Vuelvo a pensar hoy sobre las anotaciones que Pedro J. Ramírez hacía en una de sus recientes “Cartas del director”. Discurría al hilo de las intervenciones que, en el senado norteamericano, tratan de aportar luz a la crisis del periodismo. Y en concreto, argumentaba en torno a unas palabras de Marissa Mayer, directiva de Google Corporation, que afirmaba no dudar de la pronta llegada del día en que la “unidad atómica de consumo informativo deje de ser el periódico”.
El director de El Mundo, concluía que, de ser así, “las posibilidades de acceder a los papeles del Pentágono, de descubrir el GAL o el Watergate o de investigar el 11-M habrán disminuido dramáticamente”. Esgrime, sobre todo, una doble razón: la necesidad del trabajo en equipo y la conveniencia del paraguas institucional de la empresa para llevar adelante, paso a paso, semejantes proezas periodísticas.

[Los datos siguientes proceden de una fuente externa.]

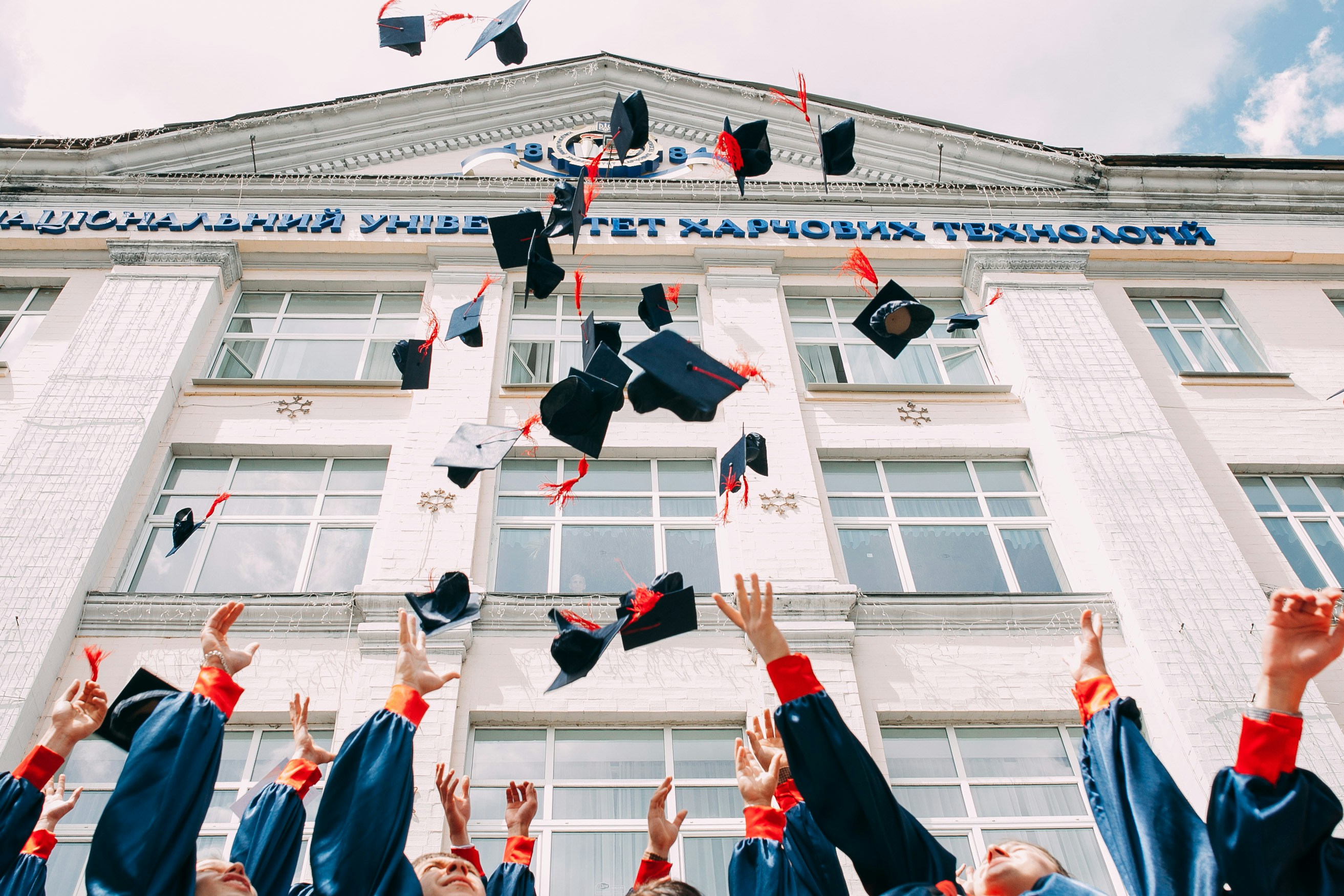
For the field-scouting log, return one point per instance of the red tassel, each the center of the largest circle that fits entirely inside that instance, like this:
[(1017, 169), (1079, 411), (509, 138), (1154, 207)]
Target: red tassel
[(561, 491), (95, 654)]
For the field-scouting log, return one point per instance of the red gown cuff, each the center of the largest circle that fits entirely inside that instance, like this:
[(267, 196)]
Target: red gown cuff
[(1094, 695), (792, 678), (652, 871), (218, 688), (38, 766), (301, 776), (406, 703), (765, 822), (41, 843)]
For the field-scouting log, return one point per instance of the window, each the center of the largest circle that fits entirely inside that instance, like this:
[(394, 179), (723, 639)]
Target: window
[(545, 339), (22, 311), (316, 336), (628, 519), (292, 525), (595, 788), (937, 356), (976, 786), (1199, 335), (960, 526), (1304, 516), (249, 754)]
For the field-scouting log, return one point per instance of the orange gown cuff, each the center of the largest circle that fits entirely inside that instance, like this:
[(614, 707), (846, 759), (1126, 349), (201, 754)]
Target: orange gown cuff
[(406, 703), (792, 678), (38, 766), (1094, 695)]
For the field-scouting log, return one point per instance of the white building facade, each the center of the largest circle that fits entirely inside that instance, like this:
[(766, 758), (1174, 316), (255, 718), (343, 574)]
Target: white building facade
[(1139, 426)]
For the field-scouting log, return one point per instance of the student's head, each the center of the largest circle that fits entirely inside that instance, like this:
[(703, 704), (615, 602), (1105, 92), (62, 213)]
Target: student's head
[(220, 878), (448, 875), (1011, 867)]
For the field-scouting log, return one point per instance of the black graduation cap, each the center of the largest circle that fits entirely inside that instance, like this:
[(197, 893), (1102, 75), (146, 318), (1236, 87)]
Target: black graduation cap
[(413, 363), (475, 448), (890, 300), (654, 308), (630, 124), (467, 324), (671, 616), (402, 33), (578, 645), (508, 38), (134, 707), (681, 378), (964, 321), (448, 606)]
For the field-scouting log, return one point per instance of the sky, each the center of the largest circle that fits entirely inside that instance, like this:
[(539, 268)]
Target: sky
[(1261, 77)]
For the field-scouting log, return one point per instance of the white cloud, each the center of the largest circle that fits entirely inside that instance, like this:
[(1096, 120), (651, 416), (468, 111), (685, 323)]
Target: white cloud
[(1299, 106)]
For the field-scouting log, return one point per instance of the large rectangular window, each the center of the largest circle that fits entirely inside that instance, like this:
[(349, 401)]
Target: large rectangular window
[(943, 526), (545, 339), (316, 336), (978, 786), (595, 788), (628, 520), (292, 525), (831, 349)]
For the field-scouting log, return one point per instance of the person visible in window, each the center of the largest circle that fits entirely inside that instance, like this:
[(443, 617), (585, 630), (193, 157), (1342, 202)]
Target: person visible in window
[(1269, 821), (851, 798)]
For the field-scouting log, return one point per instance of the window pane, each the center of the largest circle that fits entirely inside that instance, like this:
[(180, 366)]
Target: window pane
[(508, 754), (253, 559), (706, 753), (339, 559), (870, 561), (592, 558), (952, 558), (523, 561), (1012, 753), (609, 754), (1034, 561), (695, 555)]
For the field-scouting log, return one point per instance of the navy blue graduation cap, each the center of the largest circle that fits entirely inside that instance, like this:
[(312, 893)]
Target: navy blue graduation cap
[(654, 308), (448, 606), (134, 707), (402, 33), (475, 448), (413, 359), (630, 124), (507, 37), (681, 378), (578, 644), (663, 610), (893, 319)]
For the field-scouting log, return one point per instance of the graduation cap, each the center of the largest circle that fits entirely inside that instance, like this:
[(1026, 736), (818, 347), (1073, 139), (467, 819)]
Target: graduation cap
[(134, 707), (654, 308), (663, 610), (413, 358), (402, 33), (681, 378), (964, 321), (508, 38), (578, 644), (893, 319), (448, 606), (630, 124), (475, 448)]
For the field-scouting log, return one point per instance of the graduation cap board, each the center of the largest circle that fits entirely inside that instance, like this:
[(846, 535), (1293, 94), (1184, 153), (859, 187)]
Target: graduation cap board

Arianna Huffington rebatía hace poco, con los hechos y los dichos, la opinión de Pedro J., al crear el HufFund y sostener ante el senado que el futuro financiero del periodismo está, entre otras muchas cosas, en la extensión de los fondos para el periodismo de investigación aportados por fundaciones sin ánimo de lucro.

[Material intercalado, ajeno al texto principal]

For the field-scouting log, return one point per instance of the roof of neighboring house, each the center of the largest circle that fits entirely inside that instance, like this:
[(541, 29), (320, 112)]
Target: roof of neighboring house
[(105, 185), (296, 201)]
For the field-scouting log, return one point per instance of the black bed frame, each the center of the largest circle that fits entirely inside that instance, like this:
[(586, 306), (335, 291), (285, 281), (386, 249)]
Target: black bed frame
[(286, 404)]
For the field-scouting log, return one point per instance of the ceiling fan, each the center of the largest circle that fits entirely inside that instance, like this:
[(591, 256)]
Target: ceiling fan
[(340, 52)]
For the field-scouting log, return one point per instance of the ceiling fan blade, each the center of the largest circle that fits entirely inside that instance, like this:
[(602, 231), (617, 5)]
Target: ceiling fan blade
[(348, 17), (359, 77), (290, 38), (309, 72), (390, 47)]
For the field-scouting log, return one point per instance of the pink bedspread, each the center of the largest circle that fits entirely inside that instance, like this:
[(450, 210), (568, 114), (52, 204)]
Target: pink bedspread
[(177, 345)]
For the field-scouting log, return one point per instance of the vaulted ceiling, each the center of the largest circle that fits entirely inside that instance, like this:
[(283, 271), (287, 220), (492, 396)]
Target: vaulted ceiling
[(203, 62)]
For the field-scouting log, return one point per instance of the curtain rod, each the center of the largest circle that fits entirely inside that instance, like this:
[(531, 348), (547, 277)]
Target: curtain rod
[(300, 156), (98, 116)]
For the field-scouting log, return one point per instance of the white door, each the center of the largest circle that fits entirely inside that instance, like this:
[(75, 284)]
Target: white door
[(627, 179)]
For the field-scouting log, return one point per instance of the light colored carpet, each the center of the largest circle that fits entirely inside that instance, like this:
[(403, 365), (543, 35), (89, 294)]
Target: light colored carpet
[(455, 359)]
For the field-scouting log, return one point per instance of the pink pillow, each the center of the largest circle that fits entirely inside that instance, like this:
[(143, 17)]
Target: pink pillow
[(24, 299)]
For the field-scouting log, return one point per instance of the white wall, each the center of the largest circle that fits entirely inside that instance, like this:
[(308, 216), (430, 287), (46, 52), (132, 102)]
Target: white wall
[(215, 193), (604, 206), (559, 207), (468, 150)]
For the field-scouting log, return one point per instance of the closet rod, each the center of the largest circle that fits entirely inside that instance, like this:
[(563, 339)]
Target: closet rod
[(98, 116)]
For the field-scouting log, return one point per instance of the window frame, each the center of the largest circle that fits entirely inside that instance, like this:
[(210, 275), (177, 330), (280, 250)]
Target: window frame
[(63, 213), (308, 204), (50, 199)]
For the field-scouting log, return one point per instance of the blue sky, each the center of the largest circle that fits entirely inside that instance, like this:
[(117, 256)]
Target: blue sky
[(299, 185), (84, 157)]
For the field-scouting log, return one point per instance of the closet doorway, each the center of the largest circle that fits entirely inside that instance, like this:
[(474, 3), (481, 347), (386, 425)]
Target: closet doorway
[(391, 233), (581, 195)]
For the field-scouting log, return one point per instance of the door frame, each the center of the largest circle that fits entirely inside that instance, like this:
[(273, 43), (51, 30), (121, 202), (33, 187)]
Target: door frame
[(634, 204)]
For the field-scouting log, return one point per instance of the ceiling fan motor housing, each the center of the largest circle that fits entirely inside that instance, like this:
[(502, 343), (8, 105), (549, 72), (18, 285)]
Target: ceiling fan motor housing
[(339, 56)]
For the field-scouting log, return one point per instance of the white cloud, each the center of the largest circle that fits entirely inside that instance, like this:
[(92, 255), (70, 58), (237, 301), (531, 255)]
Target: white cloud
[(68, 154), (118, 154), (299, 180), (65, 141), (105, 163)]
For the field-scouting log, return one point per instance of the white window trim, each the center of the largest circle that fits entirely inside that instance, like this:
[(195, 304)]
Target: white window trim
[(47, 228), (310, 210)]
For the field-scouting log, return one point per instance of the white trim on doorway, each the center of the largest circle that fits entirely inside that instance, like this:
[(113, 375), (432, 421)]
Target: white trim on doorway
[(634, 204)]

Por un lado, el periodista autónomo así concebido por la Huffington ganaría presúntamente en independencia con respecto a una empresa y su presumible cariz ideológico. Esto podría facilitar que la investigación se moviera en las límpidas aguas de los criterios profesionales.
Pero también es cierto que la cobertura institucional de una marca de prestigio ampara, sostiene y agiliza el acceso a fuentes cualificadas; diversifica el ingente trabajo de las grandes acometidas (véanse la antes mencionadas); y multiplica las perspectivas y las siempre necesarias preguntas críticas que dinamizan toda investigación.